Apologetics, Biblical Doctrines, Calvinism, Christian Living, Culture & Society, Faith

A Definitive Question for Arminians

“Elect according to the foreknowledge of God the Father, through sanctification of the Spirit, unto obedience and sprinkling of the blood of Jesus Christ: Grace unto you, and peace, be multiplied” (1 Peter 1:2).

I have a question for my Arminian friends who believe that their self-exalted free will determined their salvation, not the sovereign grace of God, and the regenerating work of God the Holy Spirit, by grace alone, at God’s discretion. My question is this: “Since you believe in God’s foreknowledge, since you believe that God looked down the corridors of time and saw that you would choose to believe in Christ, and on that basis, elected you to salvation, why do you bother to witness, evangelize, or engage in soul winning activity?” After all, if God foreknows who is going to be saved, then, they will be saved, just like you were saved in your hour of decision, for God cannot be in error. Therefore, “Why do you bother to witness to the lost?”

The question can be expanded. “Why do you bother to eat, or sleep, since the days of our lives are in God’s hands?”

“My times are in Your hand; Deliver me from the hand of my enemies, And from those who persecute me” (Psalm 31:15).

“Nor is He worshiped with men’s hands, as though He needed anything, since He gives to all life, breath, and all things” (Acts 17:25).

“For in Him we live and move and have our being, as also some of your own poets have said, ‘For we are also His offspring’” (Acts 17:28).

I ask the Arminian again, “Why do you bother to eat, or sleep, or take health precautions, since God foreknows whether, or not, you will have good health?”

I ask this question because it is among the first questions that Arminians ask Calvinist, or those who believe in the doctrines of Divine grace. This question is usually voiced with a tremor of emotional contempt, sarcasm, or a tone of incredulity. Ironically, the Arminian loves to ask a question that could be justly asked of them.

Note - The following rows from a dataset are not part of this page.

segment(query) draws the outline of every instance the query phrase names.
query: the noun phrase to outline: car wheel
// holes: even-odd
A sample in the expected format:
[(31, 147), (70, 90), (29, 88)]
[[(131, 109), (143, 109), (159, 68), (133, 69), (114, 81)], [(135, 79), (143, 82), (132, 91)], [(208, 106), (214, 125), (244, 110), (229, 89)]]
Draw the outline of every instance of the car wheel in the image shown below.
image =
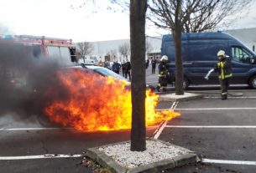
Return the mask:
[[(175, 83), (174, 84), (174, 85), (175, 87)], [(184, 89), (184, 90), (186, 90), (189, 88), (189, 85), (190, 85), (189, 80), (185, 77), (184, 77), (184, 79), (183, 79), (183, 89)]]
[(184, 79), (183, 79), (183, 89), (184, 89), (184, 90), (188, 89), (189, 85), (190, 85), (189, 80), (185, 77), (184, 77)]
[(256, 89), (256, 75), (250, 79), (249, 86), (251, 89)]

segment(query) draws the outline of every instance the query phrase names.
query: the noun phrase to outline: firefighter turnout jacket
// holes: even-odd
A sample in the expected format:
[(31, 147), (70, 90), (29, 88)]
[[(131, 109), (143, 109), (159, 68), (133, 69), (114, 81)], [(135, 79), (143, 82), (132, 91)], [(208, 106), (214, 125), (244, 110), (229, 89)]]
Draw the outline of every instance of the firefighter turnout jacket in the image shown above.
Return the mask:
[(222, 80), (232, 77), (230, 59), (225, 57), (220, 59), (214, 68), (214, 71), (218, 73), (219, 79)]
[(160, 62), (159, 65), (159, 77), (167, 77), (168, 75), (168, 69), (166, 67), (166, 63)]

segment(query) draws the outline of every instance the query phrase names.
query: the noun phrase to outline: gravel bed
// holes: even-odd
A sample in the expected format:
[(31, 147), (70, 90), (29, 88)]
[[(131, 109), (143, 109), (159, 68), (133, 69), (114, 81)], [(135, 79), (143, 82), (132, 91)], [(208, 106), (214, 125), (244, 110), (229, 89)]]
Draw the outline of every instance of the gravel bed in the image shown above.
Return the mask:
[(130, 142), (100, 147), (99, 150), (112, 157), (120, 165), (135, 168), (165, 159), (187, 154), (187, 150), (174, 145), (168, 145), (159, 140), (146, 140), (147, 150), (143, 152), (131, 151)]

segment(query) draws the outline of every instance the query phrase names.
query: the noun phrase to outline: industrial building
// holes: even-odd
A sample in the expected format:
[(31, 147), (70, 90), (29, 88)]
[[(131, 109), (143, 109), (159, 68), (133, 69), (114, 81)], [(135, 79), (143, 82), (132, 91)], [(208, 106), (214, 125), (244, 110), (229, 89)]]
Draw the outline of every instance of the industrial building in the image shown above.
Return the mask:
[[(248, 48), (255, 52), (256, 46), (256, 28), (243, 28), (223, 31), (230, 35), (237, 38), (243, 42)], [(153, 57), (159, 59), (161, 52), (162, 37), (146, 37), (146, 59)], [(123, 44), (129, 44), (129, 39), (109, 40), (91, 42), (93, 45), (93, 52), (86, 56), (87, 59), (97, 59), (97, 61), (116, 61), (123, 62), (126, 57), (122, 55), (119, 51), (120, 46)], [(130, 59), (130, 54), (128, 54)]]

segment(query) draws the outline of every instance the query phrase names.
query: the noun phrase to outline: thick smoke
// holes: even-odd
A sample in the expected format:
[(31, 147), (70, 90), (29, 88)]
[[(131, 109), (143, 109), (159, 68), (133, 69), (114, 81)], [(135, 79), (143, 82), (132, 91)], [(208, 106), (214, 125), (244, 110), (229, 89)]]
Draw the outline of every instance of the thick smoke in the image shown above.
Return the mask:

I will leave the Arminians to ponder their own answer.

As a person who believes that salvation is NOT based on the blood of animal sacrifices, nor of the will of the flesh, nor of the will of the natural man—which is NOT free, but enslaved to the ruling principle of sin—, but of God (John 1:13), I can say that God does not divorce the end from the means. It has pleased God through preaching to bring souls to Himself. “How then shall they call on him in whom they have not believed? And how shall they believe in him of whom they have not heard? And how shall they hear without a preacher? 15 And how shall they preach, except they be sent? As it is written, How beautiful are the feet of them that preach the gospel of peace, and bring glad tidings of good things! 16 But they have not all obeyed the gospel. For Esaias saith, Lord, who hath believed our report? 17 So then faith cometh by hearing, and hearing by the word of God” (Rom. 10:14-17).

Those of us who believe that salvation is of the LORD, and not on the basis of man’s co-operative effort with Jesus, witness, because Christ has commanded Christians to evangelize the world. We witness because we believe God has an elect people, and if we go, souls will be saved. We witness because God has ordained, not only who shall be saved, but the means by which souls are saved.

Personally, I feel sorry for every Arminian who sincerely believes they have co-operated with God to effect their own salvation. Their belief that God looked down the corridors of time, and saw how wise, and cleve,r they would be to believe in Jesus, well, that may appeal to their self-esteem, but they rob God of His ultimate glory. That is sad. They do not yet know the extent of free grace. They do not yet understand how hopeless, and helpless their condition was. They are like a man brought in lifeless to a trauma unit. The surgeon is able to instill life in the body through the use of electric paddles and other means. The man revives, turns to the surgeon, and says, “We sure did a good job here, didn’t we?”

In contrast to the arrogance of Arminian theology, are those who bow themselves low, and say to Jesus,

“Thou art worthy, Thou art worthy,
Thou art worthy, O Lord.
To receive glory, glory and honour
Glory and honour and power.

For thou hast created, hast all things created
Thou hast created all things.
And for Thy pleasure they were created
Thou art worthy, O Lord.”

It is the LORD who has created in me a new heart, not my own co-operative effort with Him, nor my free will. Soli Deo Gloria. To God be the glory, great things HE hath done.